The incident was later trailed with groans and whines particularly, the President Muhammadu Buhari’s absence from the immediate COAS funeral. A show of ingratitude or lack of empathy some have concluded.
But some of protagonists thought otherwise as they pointed out to a similar attitude shown by the previous president, Goodluck Jonathan.
When President Umaru Yar’adua died after a protracted illness and power tussle that followed, the soon to be president did not attend that funeral prayer, they argued.
However, a rather plausible reason given by unidentified sources which got accepted by many was that PMB absence from the funeral prayer was an issue of protocol. That for a president to attend such an occasion a formal notice is required at least 48 hours earlier. This has automatically cleaned the presidency since the funeral prayer occurred only about 24 hours after the accident.
But, the presidency defense which is a rather less than reasonable have shown that the sources claiming for protocol was on their on. In Garba Shehu words: “I have not spoken to the President on this (absence from COAS burial) but the president is someone who is concerned about the safety and well-being of ordinary Nigerians on the street.”
Why the presidency didn’t adopt the protocol reason which appears to be more plausible is a missed opportunity.
Plane crashes have been trailed with rumors and conspiracy theories in Nigeria especially when top government officials were involved. Though without much backings by circumstances, this incident that claimed the life COAS and other high ranking officers was not different.
The first plane crash trailed with controversy that could come to mind was that involving the Sultan of Sokoto Muhammadu Maccido, the deputy governor of Sokoto state, as well as Senator Sule Yari Gandi in 2006.
Senator Gandi was the forefront member of the red chamber who helped defeat a bill that would have allowed the third term agenda of President Olusegun Obasanjo.
So, plane crash involving him at that circumstances gave credence to the conspiracy theory to trend.
Fast forward, six years later, the chopper crash carrying former National Security Adviser Owoye Andrew Azazi and Kaduna State Governor Patrick Yakowa swept the country
Azazi has made several utterances that indicted his own party, the PDP, about terrorism uprising, at that time when the issue of Boko Haram went through the roof, declaring the plane crash that killed him as a set up was therefore conspiracy theory in context.

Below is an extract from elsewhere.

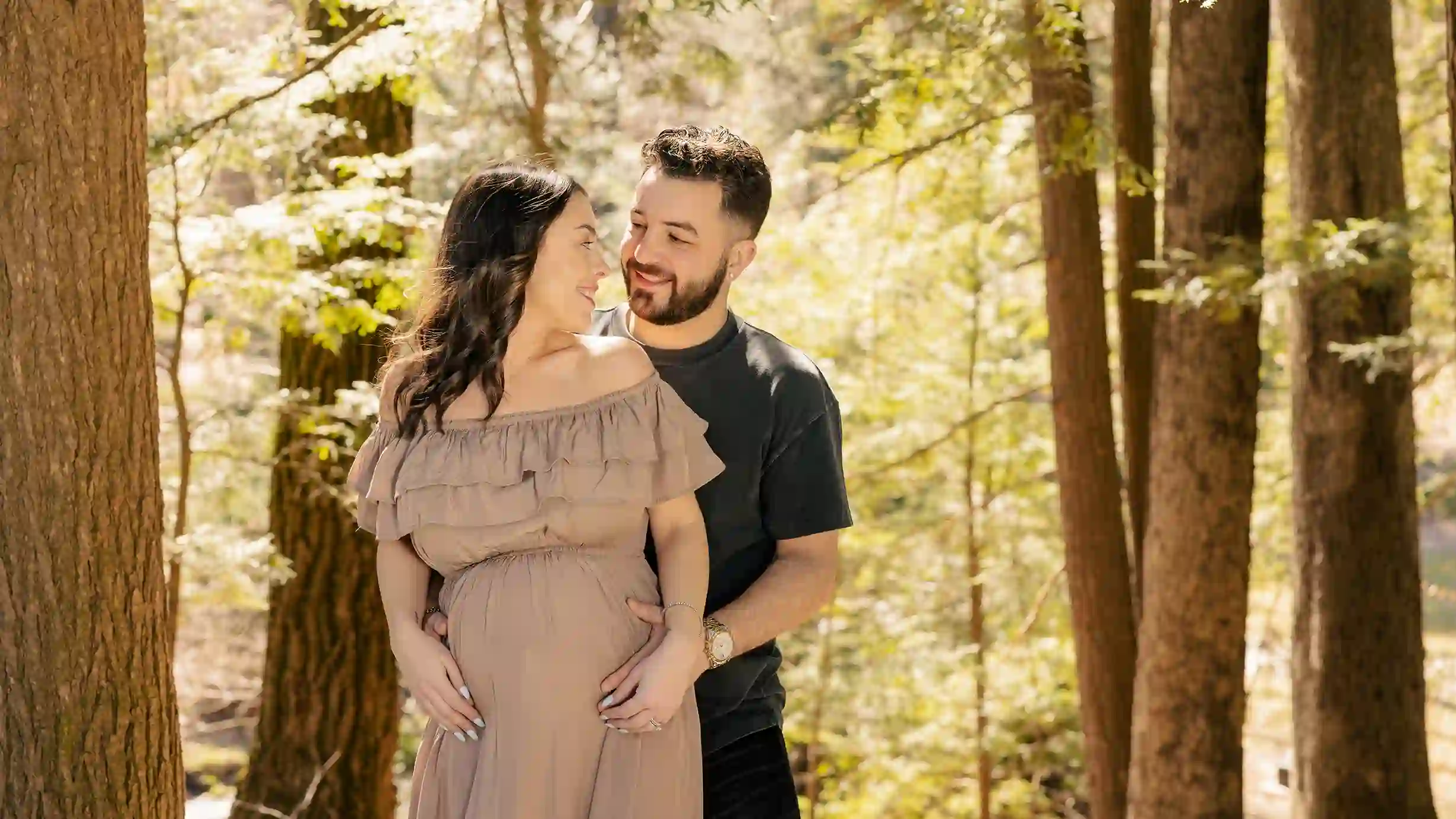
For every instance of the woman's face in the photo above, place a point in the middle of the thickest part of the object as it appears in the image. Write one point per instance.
(563, 289)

Why is conspiracy theory so seductive?
According to psychologists, among the reasons for a conspiracy theory is a large-scale incident.

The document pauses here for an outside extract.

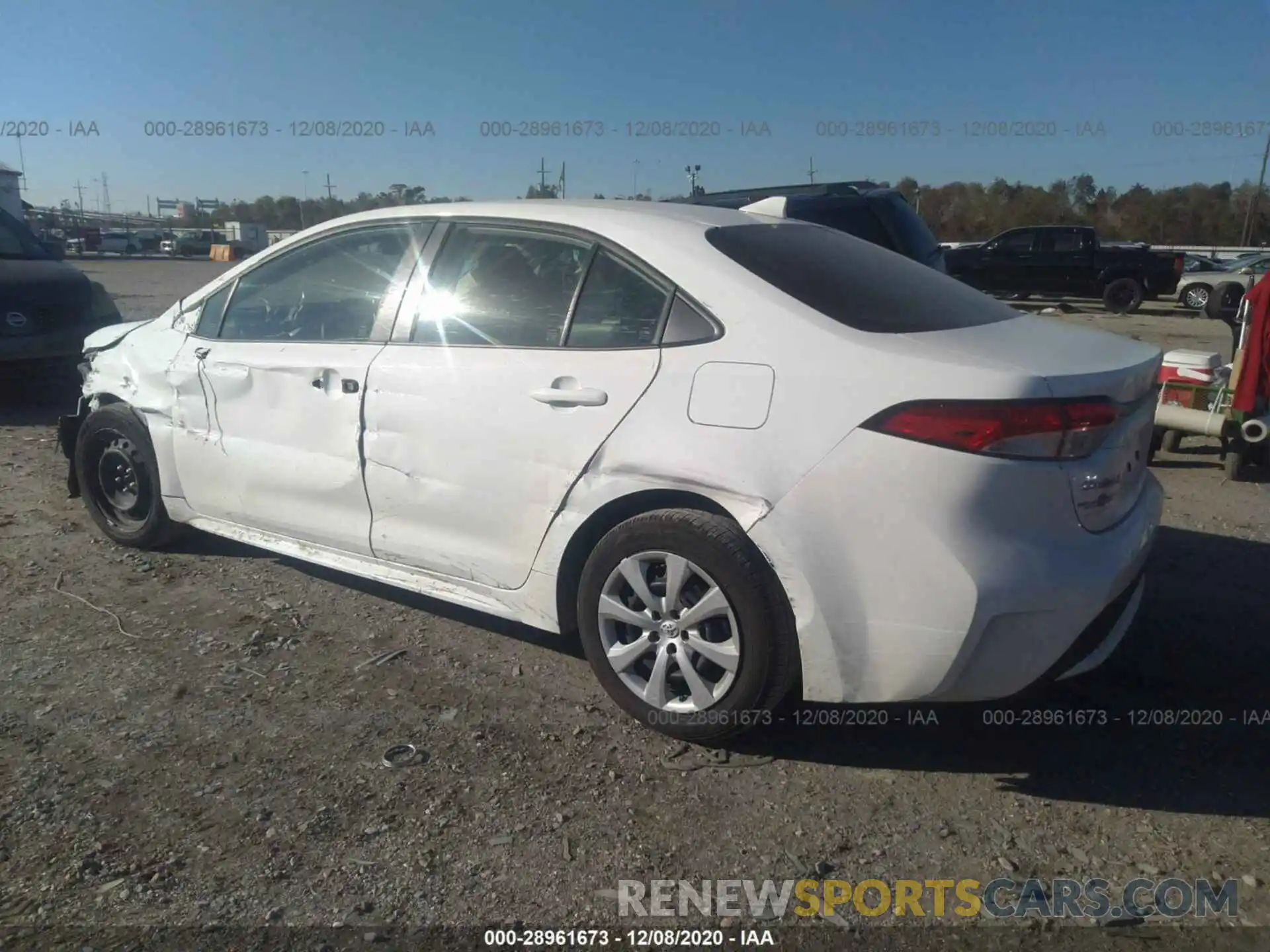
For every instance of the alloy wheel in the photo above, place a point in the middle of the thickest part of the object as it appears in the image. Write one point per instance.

The weight of the incident should be proportional to the reasons behind it, otherwise, the conspiracy theory fills in the void.
For instance, how could the assassination of John F. Kennedy by an assassin who in turn was assassinated by another assassin could said to be lone act by the individual assassins?
About six decades later, the majority of Americans and indeed the rest of the world still harbor a conspiracy theory about the incident.
So for some weighty incidents like the US president assassination, Azazi helicopter crash or now the chief of army incident, our psychological satisfaction demand that there must equally be a large scale reason behind.
Interestingly, there is a green light, because the possibility of conspiracy theory was not ruled out by the explanation of psychologists but rather limited it.